When you were born, I was amazed by how remarkably beautiful you were. People made (and continue to make) nice comments all the time about your bright blue eyes, rosy lips, long lashes, cute nose, and naturally highlighted, thick, gorgeous hair. You are a lovely little lady, no doubt, and I tell you so often! But over the past several months of your life, I've gotten a little bugged. I'm not bugged because people compliment you on your physical features (I'm always a bit flattered actually because I usually take those compliments as compliments myself. . . you are my daughter after all!) I'm not bugged because I always agree with our friends and neighbors and strangers when they tell you how adorable you are. Mostly, I'm bugged because there is so much more to you than your pretty face! I want people to compliment you on your curiosity, on your playfulness, on your desire to learn about and understand the world around you, on your ability to love and forgive, on your persistence to get up when you fall. You are so little, so I'm not totally sure how much you understand and process the words people say to you, but I do know that I'm building habits now in the way I raise you that will help shape and define who you become. So. . . instead of complimenting you on how beautiful your hair is, I'm trying to compliment you on how patient you are when I brush it and try to style it. Instead of complimenting you on how cute your outfit is, I'm trying to compliment you on how helpful you are when I'm trying to do the laundry (thanks for picking up that sock and handing it to me!) Instead of complimenting you on how brilliantly blue your eyes are, I'm trying to compliment the interest and inquisitiveness I see when you look out at your surroundings. 

It is much more natural and comfortable to compliment the outward, surface-y stuff. I do it all the time, but I am trying to catch myself. Rather than comment to the young girl at the grocery store about how "pretty she looks in her dress," I try to come up with something about her demeanor or personality- "You are being so calm while your Momma shops. I bet you're a really good helper." It's hard and takes a bit more effort, but I think it's worth it. We complain all the time about how "society" puts too much emphasis on physical appearance and beauty, but unless we, as individuals, do things to change the pattern, it seems unlikely that it'll happen.  I can't revolutionize the world, but I can adjust the way I parent.

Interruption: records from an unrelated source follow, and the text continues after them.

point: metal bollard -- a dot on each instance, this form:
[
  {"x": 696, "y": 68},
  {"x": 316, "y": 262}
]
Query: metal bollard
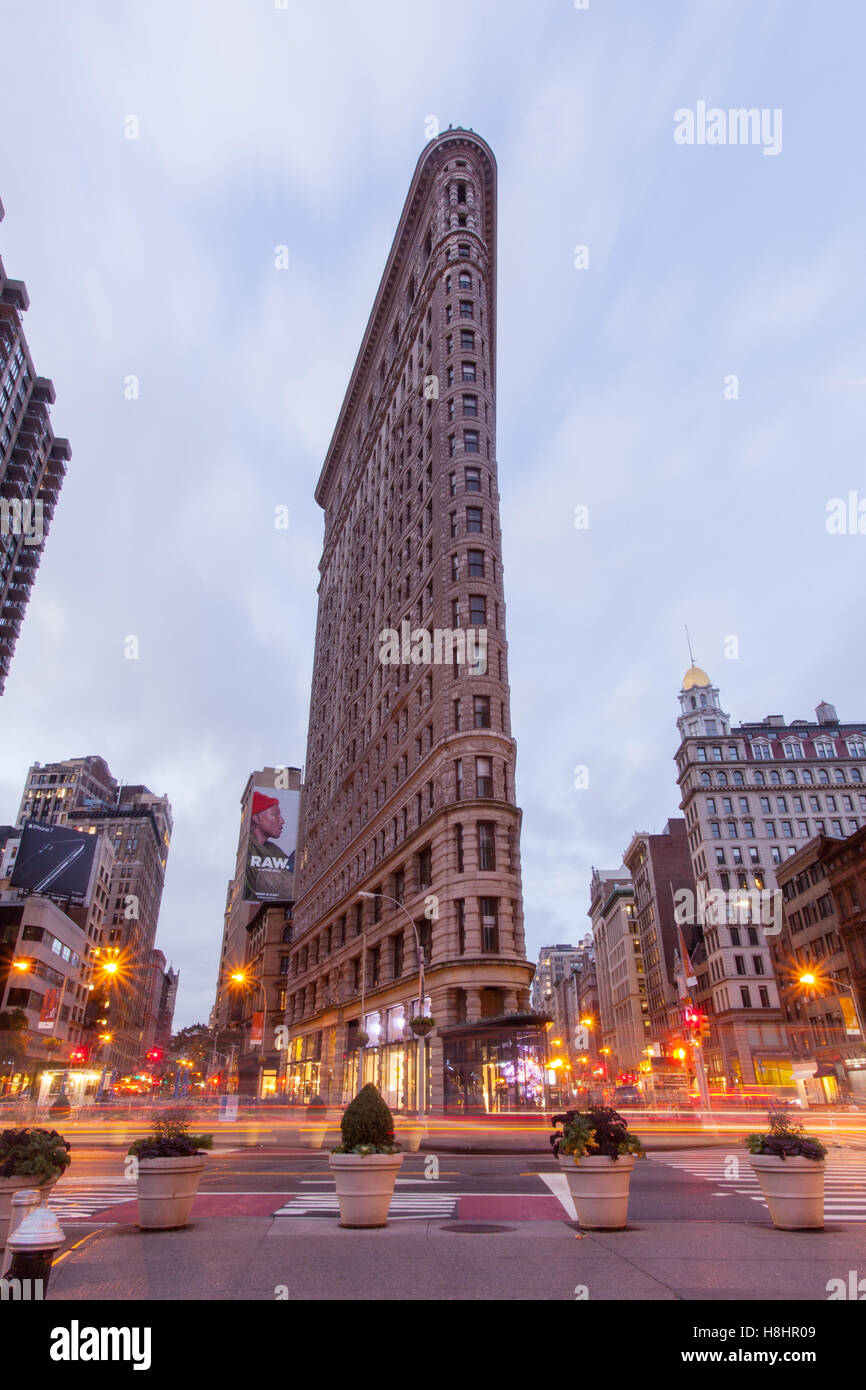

Tenley girl, I think you are stunning and I want you to believe that about yourself. But more than that, I want you to find meaning in your faith, in your character, in your caring, loving, giving nature. I want to build a home environment that puts more emphasis on who you are than what you look like. I'm trying, baby girl. Be patient with me; it's hard to adjust my thinking sometimes!

I love you so,

1 comment:

Amanda Leigh said...

Summer!! I sure love ya! I've talked to so many people about the conversation we had over the summer on this very topic; it made a big impact on me. You're a spectacular mother and raising a daughter who is gorgeous on so many levels! Thanks for sharing these wonderful thoughts.